At this point we took a little break and traveled to the New York Cafe. Normally I would avoid a place with a name like this but it was touted so highly that we went. It is named for the New York Life Insurance Company (pretty funny, no?) which had it built (why?) in 1894. It lay dormant for many years and was refurbished in 2006. It is an explosion of opulent Neo-Baroque design; fun to look at. The food was ordinary.
From there we traveled to the Opera House, another example of opulence, very elaborate; lots and lots of gold. The official state box was amazing. It holds 1250 seats and is the 6th best acoustical house for opera in the world; La Scala in Milan is number one.
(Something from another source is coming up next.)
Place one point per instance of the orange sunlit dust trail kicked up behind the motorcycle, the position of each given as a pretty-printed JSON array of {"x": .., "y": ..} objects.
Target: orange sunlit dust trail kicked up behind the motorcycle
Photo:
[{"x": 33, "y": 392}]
Their opera season is over but there was a mini (very mini) concert at the end of the tour. While 75% of Budapest had to be re-built after World War II, the Opera House also was not harmed during the war.
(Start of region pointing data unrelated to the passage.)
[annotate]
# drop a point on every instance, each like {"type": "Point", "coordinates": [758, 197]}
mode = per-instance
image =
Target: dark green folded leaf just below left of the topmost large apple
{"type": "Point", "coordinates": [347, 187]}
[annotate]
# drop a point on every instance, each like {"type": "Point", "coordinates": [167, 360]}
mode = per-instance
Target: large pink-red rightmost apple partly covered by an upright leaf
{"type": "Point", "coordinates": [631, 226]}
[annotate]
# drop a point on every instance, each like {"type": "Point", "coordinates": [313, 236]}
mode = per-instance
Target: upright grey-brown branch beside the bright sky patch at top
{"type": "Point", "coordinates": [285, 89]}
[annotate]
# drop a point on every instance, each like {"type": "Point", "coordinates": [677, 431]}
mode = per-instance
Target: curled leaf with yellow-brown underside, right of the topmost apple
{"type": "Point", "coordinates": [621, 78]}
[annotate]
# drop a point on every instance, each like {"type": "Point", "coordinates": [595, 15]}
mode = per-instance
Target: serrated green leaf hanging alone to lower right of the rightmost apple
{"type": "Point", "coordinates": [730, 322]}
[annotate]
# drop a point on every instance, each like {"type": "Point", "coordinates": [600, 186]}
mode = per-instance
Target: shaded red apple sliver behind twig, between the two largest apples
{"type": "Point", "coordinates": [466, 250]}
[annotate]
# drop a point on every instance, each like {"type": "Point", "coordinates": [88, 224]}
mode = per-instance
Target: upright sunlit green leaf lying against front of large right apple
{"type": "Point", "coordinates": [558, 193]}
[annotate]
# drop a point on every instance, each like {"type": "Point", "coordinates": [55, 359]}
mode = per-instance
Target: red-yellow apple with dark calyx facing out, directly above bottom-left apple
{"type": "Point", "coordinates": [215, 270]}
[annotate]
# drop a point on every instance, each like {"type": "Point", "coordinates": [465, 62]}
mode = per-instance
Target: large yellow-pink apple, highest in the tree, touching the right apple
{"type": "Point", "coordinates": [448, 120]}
Lastly we went to the Postal Museum which was supposed to be a quirky little place but turned out to be disappointing. However, I did get some current Hungarian stamps for my collection so not a total waste.
A good day of sightseeing; each of us got to see something of particular interest. Both of us are exhausted, primarily due to the heat which is scheduled to continue.
For dinner we went to a small restaurant recommended by the concierge as well as an arbitrator friend of Marty’s who lives with a woman who grew up in Budapest. We enjoyed the atmosphere but found the food underwhelming; I had a salad with goat cheese (the cheese was great) and a duck breast. We did enjoy some of the local wine though. I am withholding a final verdict on the food for the moment.
So ends Day 1. More to come as we continue along. Hope you’re enjoying my Travel Report and hope to hear from ALL of you.
The Reporter
PS: Doug: I’m sorry I didn’t include any photos with us in them; I will try harder tomorrow!